Beatrice Potter is currently being accused of cultural appropriation, having reframed ancient slave stories into some of her most popular stories, such as Peter Rabbit, written in 1901. A big component of the current writer’s strike in the US is that AI could steal their best plots and repurpose them for the top media brands without credit or royalties. What happens when generative AI can decompose the most popular plots and generate new versions more resonant with different cultures at scale?


After someone has been in any industry for a while, they start to pick up insight into logic for the best way to do things. One concern is that the logic in apps posted on GitHub and other code repositories is not copyrightable, even if the actual code is. This is the gist of a class action lawsuit against OpenAI, GitHub and Microsoft alleging “software piracy on an unprecedented scale.” Code is just the first frontier of easily mineable logic. What happens when decompositional AI can watch how we work to decipher what we look for and how this affects our decisions? 


 Rumor has it that the Coca-Cola recipe is locked up in a safe and only seen by a few living individuals. What happens when generative AI gets better at decomposing the recipes of things? Meta developed one tool to reverse-engineer ingredients from photos. Imagine what they could reverse engineer when food scientists start training them on chemical spectrograms to copy Coke. Ditto for all the other billions of products that no one expected to reverse engineer using the tools available when they are released. 

My take

So, generative AI is coming for your assets that never looked like an asset. Or maybe your generative AI is coming for someone else’s assets, and it is all perfectly legal – sort of, for now. I remember in the early days of the Internet when you could register the domain name for only $7 a year! Eventually, registering someone else’s name to make a packet was called cybersquatting and made a crime. 

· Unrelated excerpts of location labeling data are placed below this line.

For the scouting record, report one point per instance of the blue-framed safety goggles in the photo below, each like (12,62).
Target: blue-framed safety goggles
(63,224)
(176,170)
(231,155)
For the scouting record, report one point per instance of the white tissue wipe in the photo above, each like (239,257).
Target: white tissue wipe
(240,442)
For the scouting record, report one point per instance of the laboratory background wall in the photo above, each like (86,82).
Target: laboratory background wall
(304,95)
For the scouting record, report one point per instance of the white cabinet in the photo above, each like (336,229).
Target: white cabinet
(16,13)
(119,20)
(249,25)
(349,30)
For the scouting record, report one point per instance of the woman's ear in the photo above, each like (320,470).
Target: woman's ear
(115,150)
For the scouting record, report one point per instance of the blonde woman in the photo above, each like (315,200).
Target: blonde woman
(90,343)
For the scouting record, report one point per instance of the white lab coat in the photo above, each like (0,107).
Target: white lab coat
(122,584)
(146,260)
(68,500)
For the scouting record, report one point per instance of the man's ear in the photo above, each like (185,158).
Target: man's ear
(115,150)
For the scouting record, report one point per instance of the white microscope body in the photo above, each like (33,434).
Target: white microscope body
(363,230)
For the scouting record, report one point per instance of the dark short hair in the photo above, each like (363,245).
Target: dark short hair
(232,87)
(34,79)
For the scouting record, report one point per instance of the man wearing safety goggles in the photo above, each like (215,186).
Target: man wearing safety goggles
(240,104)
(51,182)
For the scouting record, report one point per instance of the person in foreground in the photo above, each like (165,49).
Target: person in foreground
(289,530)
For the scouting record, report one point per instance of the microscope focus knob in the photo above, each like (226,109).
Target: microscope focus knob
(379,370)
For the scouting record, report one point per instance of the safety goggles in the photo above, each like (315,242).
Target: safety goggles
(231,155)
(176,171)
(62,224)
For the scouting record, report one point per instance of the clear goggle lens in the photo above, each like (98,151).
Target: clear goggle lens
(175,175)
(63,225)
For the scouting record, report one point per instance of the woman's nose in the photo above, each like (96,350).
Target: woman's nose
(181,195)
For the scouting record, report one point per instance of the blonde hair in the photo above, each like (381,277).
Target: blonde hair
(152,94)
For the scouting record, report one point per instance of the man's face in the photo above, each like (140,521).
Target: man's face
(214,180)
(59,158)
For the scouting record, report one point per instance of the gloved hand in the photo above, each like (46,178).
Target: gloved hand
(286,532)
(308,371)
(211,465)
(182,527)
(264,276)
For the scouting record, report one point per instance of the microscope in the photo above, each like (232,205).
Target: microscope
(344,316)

It’s also important that this phenomenon – whether we call it a heist or an opportunity - also speaks to the growing call for data dignity. How do we grant rights, royalties and recognition to the humans creating the value that AI mines into this conversation? 

It’s very clearly a Wild West as people look to fence off the value of things in light of the rapid innovation in large language models. We need to think about a practical and just way to fence this new landscape before we quietly accept all the forms of our unrecognized assets have slipped behind new paywalls.